Genelgenin 5.maddesinde AKT’nin hükümlüde; sürekli hastalık, sakatlık veya kocama hallerini tespit etmesi halinde Ceza İşleri Genel Müdürlüğüne gönderilecek dosyada “kolluk marifeti ile tespit edilebilecek mesleği, şahsi ve aile durumu gösterir yazı”nın da yer alacağı ifade ediliyor. Çevirmen, TMK kapsamındaki mahpuslar bakımından bu tarz araştırmaların genellikle sübjektif kanaat içermesi sebebiyle sorun oluşturacağı düşüncesinde.
Mahpusların tahliyelerinin önündeki en büyük engel olan TMK’nin komple kalması gerektiğinin altını çizen Çevirmen, “Yine 5275 sayılı kanunun 16. maddesinde hapis cezasının infazının hastalık nedeni ile ertelenmesi düzenlenmiştir. Kanunun 16.maddesinin 3.fıkrasındaki Adli Tıp Kurumu onayının kaldırılması gerekiyor çünkü uygulamada Adli Tıp Kurumu, TCK tarafından korunması gereken hukuki yarar ilkesini göz önüne almayıp siyasi saiklerle hareket ediyor ve özellikle TMK kapsamında hüküm giyen mahpuslar aleyhine raporlar düzenliyor. Bu nedenle Adli Tıp Kurumu onayının kaldırılması da önemli” diye konuştu.
“YAŞAMINI İDAME ETTİREMEYEN MAHPUS İÇİN ‘TOPLUM GÜVENLİĞİ’ GEREKÇE GÖSTERİLEMEZ”
Son olarak 16. maddenin 6. fıkrasında hayatını yalnız idame ettiremeyen mahpuslar bakımından “toplum güvenliği bakımından ağır ve somut tehlike oluşturmayacağı değerlendirilen” ibaresinin de çıkarılması gerektiğini vurgulayan Çevirmen, şu ifadeleri kullandı:
“Hapishanede yaşamını tek başına idame ettiremeyen bir mahpusun toplum güvenliği gerekçe gösterilerek hapiste tutulması kabul edilemez.

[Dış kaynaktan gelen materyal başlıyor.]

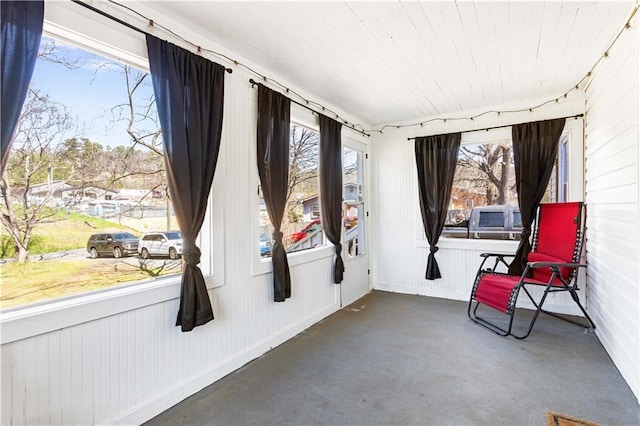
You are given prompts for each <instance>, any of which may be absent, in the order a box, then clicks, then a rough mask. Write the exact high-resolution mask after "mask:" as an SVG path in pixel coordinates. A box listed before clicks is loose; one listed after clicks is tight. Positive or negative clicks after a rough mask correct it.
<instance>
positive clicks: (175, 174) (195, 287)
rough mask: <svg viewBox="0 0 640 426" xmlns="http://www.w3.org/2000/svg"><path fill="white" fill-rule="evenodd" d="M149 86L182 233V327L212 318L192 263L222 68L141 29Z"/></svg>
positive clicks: (212, 158) (194, 254)
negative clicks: (145, 60)
mask: <svg viewBox="0 0 640 426" xmlns="http://www.w3.org/2000/svg"><path fill="white" fill-rule="evenodd" d="M147 50H148V52H149V65H150V68H151V77H152V82H153V90H154V93H155V98H156V105H157V108H158V116H159V118H160V124H161V126H162V138H163V140H164V156H165V166H166V170H167V180H168V186H169V193H170V194H171V197H172V202H173V209H174V211H175V214H176V221H177V222H178V227H179V228H180V232H181V233H182V238H183V249H182V258H183V262H184V270H183V272H182V288H181V292H180V308H179V311H178V319H177V321H176V325H180V326H181V327H182V331H191V330H192V329H193V328H194V327H197V326H199V325H203V324H206V323H207V322H209V321H211V320H213V309H212V308H211V301H210V299H209V294H208V292H207V286H206V283H205V280H204V277H203V276H202V271H200V268H199V267H198V264H199V263H200V249H199V248H198V246H197V245H196V237H197V236H198V233H199V232H200V228H201V227H202V222H203V221H204V216H205V212H206V209H207V201H208V198H209V193H210V192H211V185H212V183H213V176H214V173H215V169H216V163H217V161H218V153H219V150H220V136H221V132H222V115H223V105H224V72H225V68H224V67H223V66H221V65H218V64H216V63H213V62H211V61H209V60H207V59H205V58H203V57H201V56H198V55H195V54H193V53H191V52H189V51H187V50H185V49H182V48H181V47H178V46H175V45H172V44H170V43H167V42H165V41H163V40H160V39H158V38H156V37H153V36H151V35H147Z"/></svg>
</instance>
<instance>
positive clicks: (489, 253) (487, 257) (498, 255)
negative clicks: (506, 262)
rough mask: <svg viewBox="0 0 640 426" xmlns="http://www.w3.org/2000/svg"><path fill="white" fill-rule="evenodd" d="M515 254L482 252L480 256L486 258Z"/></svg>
mask: <svg viewBox="0 0 640 426" xmlns="http://www.w3.org/2000/svg"><path fill="white" fill-rule="evenodd" d="M515 256H516V255H515V254H504V253H480V257H484V258H485V259H486V258H488V257H515Z"/></svg>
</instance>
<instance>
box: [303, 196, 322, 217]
mask: <svg viewBox="0 0 640 426" xmlns="http://www.w3.org/2000/svg"><path fill="white" fill-rule="evenodd" d="M316 219H320V197H318V194H316V195H312V196H311V197H308V198H305V199H304V200H302V221H303V222H311V221H314V220H316Z"/></svg>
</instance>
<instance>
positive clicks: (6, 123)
mask: <svg viewBox="0 0 640 426" xmlns="http://www.w3.org/2000/svg"><path fill="white" fill-rule="evenodd" d="M43 18H44V1H43V0H40V1H2V2H0V21H1V23H2V46H1V47H0V51H1V58H0V61H1V62H2V63H1V66H0V76H1V77H2V85H1V86H2V105H1V106H0V122H1V123H2V126H0V136H1V137H0V147H1V148H2V153H1V155H0V176H1V175H2V174H3V173H4V170H5V168H6V166H7V161H8V160H9V152H10V151H11V145H12V144H13V133H14V132H15V129H16V125H17V123H18V118H19V117H20V113H21V112H22V104H23V103H24V99H25V97H26V96H27V90H28V89H29V83H30V82H31V76H32V75H33V69H34V68H35V65H36V59H37V57H38V49H39V48H40V38H41V37H42V22H43Z"/></svg>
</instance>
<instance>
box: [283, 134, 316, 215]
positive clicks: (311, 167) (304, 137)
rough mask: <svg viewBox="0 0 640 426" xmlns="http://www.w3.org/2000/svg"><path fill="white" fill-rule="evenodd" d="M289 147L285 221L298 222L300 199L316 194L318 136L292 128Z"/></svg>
mask: <svg viewBox="0 0 640 426" xmlns="http://www.w3.org/2000/svg"><path fill="white" fill-rule="evenodd" d="M289 141H290V145H289V186H288V188H287V219H288V221H289V222H298V221H299V220H300V217H302V214H301V213H300V212H299V211H298V210H299V206H300V201H301V200H300V198H306V197H308V196H311V195H315V194H317V192H318V185H317V179H318V152H319V151H318V149H319V146H318V144H319V135H318V133H316V132H314V131H313V130H310V129H307V128H306V127H301V126H292V127H291V134H290V139H289Z"/></svg>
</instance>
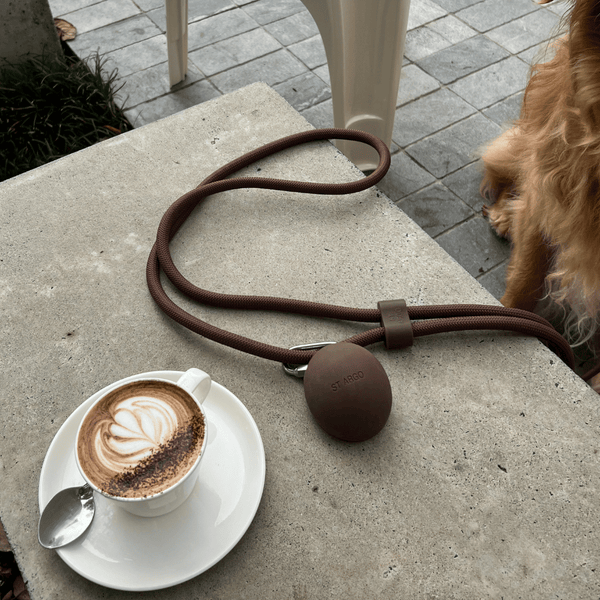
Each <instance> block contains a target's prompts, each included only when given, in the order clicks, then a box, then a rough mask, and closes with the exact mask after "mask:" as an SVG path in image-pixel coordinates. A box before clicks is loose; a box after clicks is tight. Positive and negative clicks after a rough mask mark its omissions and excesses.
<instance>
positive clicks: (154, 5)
mask: <svg viewBox="0 0 600 600" xmlns="http://www.w3.org/2000/svg"><path fill="white" fill-rule="evenodd" d="M67 1H70V0H67ZM135 3H136V4H137V5H138V6H139V7H140V9H141V10H143V11H144V12H148V11H149V10H152V9H153V8H164V7H165V2H164V0H135Z"/></svg>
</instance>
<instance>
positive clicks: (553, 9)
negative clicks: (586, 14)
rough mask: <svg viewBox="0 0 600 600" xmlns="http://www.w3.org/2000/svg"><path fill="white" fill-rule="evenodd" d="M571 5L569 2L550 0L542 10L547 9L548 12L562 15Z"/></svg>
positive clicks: (565, 12)
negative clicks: (561, 1)
mask: <svg viewBox="0 0 600 600" xmlns="http://www.w3.org/2000/svg"><path fill="white" fill-rule="evenodd" d="M571 6H572V3H571V2H551V3H550V4H546V5H545V6H544V8H543V10H549V11H550V12H553V13H554V14H555V15H558V16H559V17H562V16H564V15H565V14H566V13H567V12H568V11H569V9H570V8H571Z"/></svg>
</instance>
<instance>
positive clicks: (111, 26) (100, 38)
mask: <svg viewBox="0 0 600 600" xmlns="http://www.w3.org/2000/svg"><path fill="white" fill-rule="evenodd" d="M160 33H161V31H160V29H159V28H158V27H157V26H156V24H155V23H154V22H153V21H152V20H151V19H149V18H148V17H147V16H146V15H136V16H134V17H129V19H124V20H122V21H117V22H116V23H111V24H110V25H106V27H102V28H100V29H93V30H92V31H88V32H87V33H83V34H81V35H78V36H77V37H76V38H75V39H74V40H73V41H71V42H69V46H70V47H71V49H72V50H73V52H75V54H77V56H79V57H80V58H83V57H86V56H88V55H89V54H91V53H92V52H99V53H102V54H106V53H107V52H111V51H113V50H117V49H119V48H122V47H123V46H127V45H129V44H134V43H136V42H141V41H142V40H146V39H148V38H151V37H154V36H155V35H159V34H160Z"/></svg>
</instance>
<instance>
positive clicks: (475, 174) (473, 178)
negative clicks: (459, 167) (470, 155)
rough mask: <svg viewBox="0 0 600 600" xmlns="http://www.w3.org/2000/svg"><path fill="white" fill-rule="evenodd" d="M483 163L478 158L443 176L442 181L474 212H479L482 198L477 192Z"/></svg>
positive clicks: (482, 166) (482, 201) (480, 208)
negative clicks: (467, 204) (460, 167)
mask: <svg viewBox="0 0 600 600" xmlns="http://www.w3.org/2000/svg"><path fill="white" fill-rule="evenodd" d="M482 176H483V165H482V164H481V161H480V160H477V161H475V162H472V163H470V164H468V165H467V166H466V167H463V168H462V169H459V170H458V171H455V172H454V173H452V174H450V175H448V176H446V177H444V178H443V179H442V183H443V184H444V185H445V186H446V187H447V188H448V189H450V190H451V191H453V192H454V193H455V194H456V195H457V196H458V197H459V198H460V199H461V200H462V201H463V202H464V203H465V204H468V205H469V206H470V207H471V208H472V209H473V210H474V211H475V213H476V214H481V209H482V208H483V198H482V197H481V194H480V193H479V186H480V185H481V178H482Z"/></svg>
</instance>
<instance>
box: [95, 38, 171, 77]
mask: <svg viewBox="0 0 600 600" xmlns="http://www.w3.org/2000/svg"><path fill="white" fill-rule="evenodd" d="M106 59H107V66H108V67H109V68H111V69H112V68H117V69H118V71H119V77H125V76H127V75H130V74H131V73H136V72H137V71H143V70H144V69H147V68H148V67H151V66H154V65H158V64H160V63H163V62H166V61H167V60H168V57H167V36H165V35H163V34H161V35H156V36H154V37H152V38H148V39H147V40H143V41H141V42H137V43H135V44H131V45H129V46H125V48H120V49H118V50H113V51H112V52H108V53H107V54H106Z"/></svg>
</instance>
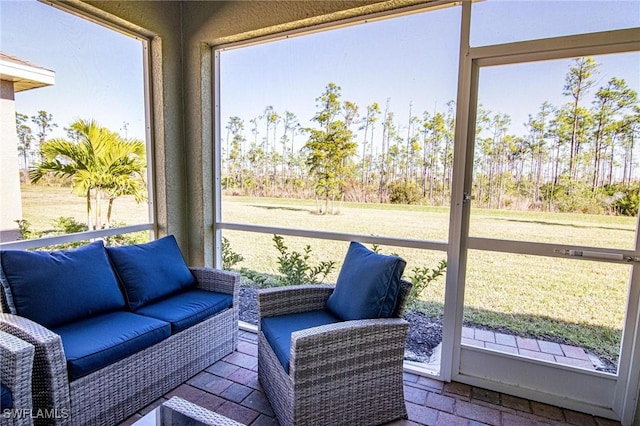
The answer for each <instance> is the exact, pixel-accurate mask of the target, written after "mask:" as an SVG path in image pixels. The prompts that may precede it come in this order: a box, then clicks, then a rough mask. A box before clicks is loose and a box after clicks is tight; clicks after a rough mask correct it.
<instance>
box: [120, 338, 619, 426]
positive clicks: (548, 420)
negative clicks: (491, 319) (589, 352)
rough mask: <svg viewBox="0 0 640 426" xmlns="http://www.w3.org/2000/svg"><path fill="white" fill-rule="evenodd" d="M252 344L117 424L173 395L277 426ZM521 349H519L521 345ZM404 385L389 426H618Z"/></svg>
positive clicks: (429, 381)
mask: <svg viewBox="0 0 640 426" xmlns="http://www.w3.org/2000/svg"><path fill="white" fill-rule="evenodd" d="M472 331H473V330H472ZM465 333H467V338H470V339H471V338H472V339H476V338H477V337H480V336H483V337H485V338H487V339H490V337H489V336H488V335H486V334H480V335H478V336H476V335H475V333H474V334H473V337H470V336H469V330H466V331H465ZM493 339H494V340H493V341H492V342H487V341H483V342H485V343H492V344H505V346H513V345H516V346H517V345H518V342H515V343H514V342H513V341H511V340H509V339H507V338H505V337H503V336H498V333H496V334H495V335H494V336H493ZM503 339H504V340H503ZM256 342H257V336H256V335H255V334H254V333H250V332H246V331H241V332H240V339H239V343H238V349H237V350H236V351H235V352H233V353H232V354H230V355H228V356H226V357H225V358H223V359H222V360H220V361H218V362H216V363H215V364H213V365H211V366H210V367H208V368H207V369H205V370H204V371H202V372H200V373H199V374H197V375H196V376H194V377H192V378H191V379H189V380H187V381H186V382H185V383H183V384H182V385H180V386H178V387H177V388H176V389H174V390H172V391H171V392H169V393H167V394H166V395H164V397H163V398H161V399H159V400H158V401H155V402H154V403H153V404H151V405H149V406H148V407H145V408H144V409H143V410H141V411H140V412H138V413H136V414H135V415H133V416H132V417H131V418H129V419H127V420H126V421H125V422H123V423H122V424H121V425H131V424H133V423H135V422H139V423H138V424H137V425H138V426H152V425H155V417H154V416H153V413H151V411H152V410H153V409H154V408H156V407H157V406H158V405H160V404H162V402H164V401H166V400H167V399H169V398H171V397H172V396H174V395H175V396H179V397H181V398H183V399H186V400H188V401H191V402H193V403H196V404H198V405H200V406H203V407H206V408H208V409H210V410H212V411H215V412H217V413H220V414H223V415H225V416H227V417H229V418H232V419H234V420H236V421H239V422H240V423H243V424H246V425H252V426H266V425H278V422H277V421H276V420H275V418H274V414H273V410H272V409H271V405H270V404H269V401H268V400H267V398H266V397H265V395H264V393H263V391H262V387H261V386H260V384H259V383H258V373H257V369H258V361H257V354H258V347H257V343H256ZM536 344H537V345H538V349H537V352H543V349H544V351H546V352H544V353H550V354H552V355H554V356H558V357H567V358H572V359H580V358H579V357H580V356H581V355H580V354H579V353H578V352H571V351H572V350H573V349H566V350H565V348H564V347H563V345H560V349H558V348H557V347H555V346H554V347H549V348H546V347H544V344H543V345H542V346H543V347H540V342H539V341H538V342H537V343H536ZM523 345H526V347H527V349H525V350H529V351H534V352H535V351H536V350H535V348H534V345H533V342H525V343H523ZM518 347H519V346H518ZM522 348H523V349H524V346H522ZM560 350H562V354H560ZM554 351H555V352H557V353H554ZM575 357H578V358H575ZM404 383H405V401H406V405H407V412H408V414H409V419H408V420H398V421H395V422H393V423H391V424H390V425H391V426H408V425H438V426H440V425H443V426H444V425H447V426H448V425H451V426H454V425H463V426H479V425H498V426H511V425H514V426H516V425H527V426H542V425H556V426H558V425H580V426H613V425H618V426H619V425H620V423H618V422H614V421H611V420H607V419H602V418H599V417H593V416H590V415H587V414H584V413H578V412H575V411H571V410H566V409H563V408H558V407H554V406H551V405H547V404H541V403H537V402H534V401H528V400H525V399H521V398H517V397H514V396H510V395H505V394H500V393H498V392H493V391H490V390H486V389H481V388H476V387H472V386H468V385H464V384H461V383H455V382H453V383H443V382H441V381H438V380H434V379H431V378H428V377H421V376H417V375H414V374H409V373H407V374H405V377H404Z"/></svg>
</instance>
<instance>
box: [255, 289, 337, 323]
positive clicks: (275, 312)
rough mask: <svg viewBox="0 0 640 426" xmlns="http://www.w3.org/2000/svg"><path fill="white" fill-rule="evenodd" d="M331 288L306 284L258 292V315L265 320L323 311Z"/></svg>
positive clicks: (265, 289)
mask: <svg viewBox="0 0 640 426" xmlns="http://www.w3.org/2000/svg"><path fill="white" fill-rule="evenodd" d="M333 288H334V286H332V285H326V284H324V285H316V284H306V285H296V286H287V287H275V288H269V289H263V290H258V315H259V317H260V318H266V317H275V316H278V315H286V314H295V313H298V312H309V311H316V310H319V309H324V308H325V306H326V304H327V299H328V298H329V296H330V295H331V293H332V292H333Z"/></svg>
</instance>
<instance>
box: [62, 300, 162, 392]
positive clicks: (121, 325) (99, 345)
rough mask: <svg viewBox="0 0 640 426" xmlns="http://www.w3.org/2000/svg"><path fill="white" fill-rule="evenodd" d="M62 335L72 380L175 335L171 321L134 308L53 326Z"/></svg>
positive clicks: (64, 351) (108, 313) (65, 355)
mask: <svg viewBox="0 0 640 426" xmlns="http://www.w3.org/2000/svg"><path fill="white" fill-rule="evenodd" d="M52 331H53V332H54V333H57V334H59V335H60V337H61V338H62V346H63V348H64V354H65V357H66V359H67V369H68V372H69V380H71V381H73V380H76V379H79V378H80V377H82V376H86V375H87V374H90V373H92V372H94V371H97V370H99V369H101V368H102V367H105V366H107V365H109V364H112V363H114V362H116V361H119V360H121V359H124V358H126V357H128V356H129V355H132V354H134V353H137V352H139V351H141V350H143V349H145V348H148V347H150V346H152V345H154V344H156V343H158V342H160V341H162V340H164V339H166V338H167V337H169V336H170V335H171V325H170V324H169V323H168V322H165V321H160V320H158V319H155V318H150V317H145V316H142V315H137V314H134V313H131V312H125V311H122V312H112V313H108V314H103V315H99V316H96V317H93V318H88V319H85V320H82V321H78V322H75V323H72V324H67V325H63V326H61V327H57V328H54V329H53V330H52Z"/></svg>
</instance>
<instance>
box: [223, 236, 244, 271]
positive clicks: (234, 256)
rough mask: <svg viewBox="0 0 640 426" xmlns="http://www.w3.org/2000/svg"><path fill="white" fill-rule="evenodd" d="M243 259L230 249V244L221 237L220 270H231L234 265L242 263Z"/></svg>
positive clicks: (232, 250) (223, 237)
mask: <svg viewBox="0 0 640 426" xmlns="http://www.w3.org/2000/svg"><path fill="white" fill-rule="evenodd" d="M243 260H244V257H242V255H241V254H239V253H236V252H235V251H233V249H232V248H231V243H230V242H229V239H228V238H226V237H222V269H226V270H227V271H229V270H231V268H233V267H234V266H235V265H236V264H238V263H240V262H242V261H243Z"/></svg>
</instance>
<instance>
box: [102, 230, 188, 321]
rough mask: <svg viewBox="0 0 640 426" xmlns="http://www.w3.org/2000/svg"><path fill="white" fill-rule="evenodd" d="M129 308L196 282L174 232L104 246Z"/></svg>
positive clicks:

5275 sayılı kanunun 25.maddesinde ağırlaştırılmış müebbet hapis cezasının infazı düzenlenmiştir. Bu maddenin de tümüyle kaldırılması gerekiyor. Bu madde nedeni ile ağırlaştırılmış müebbet hapis hükümlülerinin katı tecrit altında tutulmaları, hastalıklarının hızla ilerlemesine sebep olmaktadır. Maddenin 1.fıkrasının son bendinde hükümlünün cezasının infazına hiçbir surette ara verilemeyeceğinin düzenlenmesi bu durumda olan hasta mahpusların tahliyesini engellemektedir.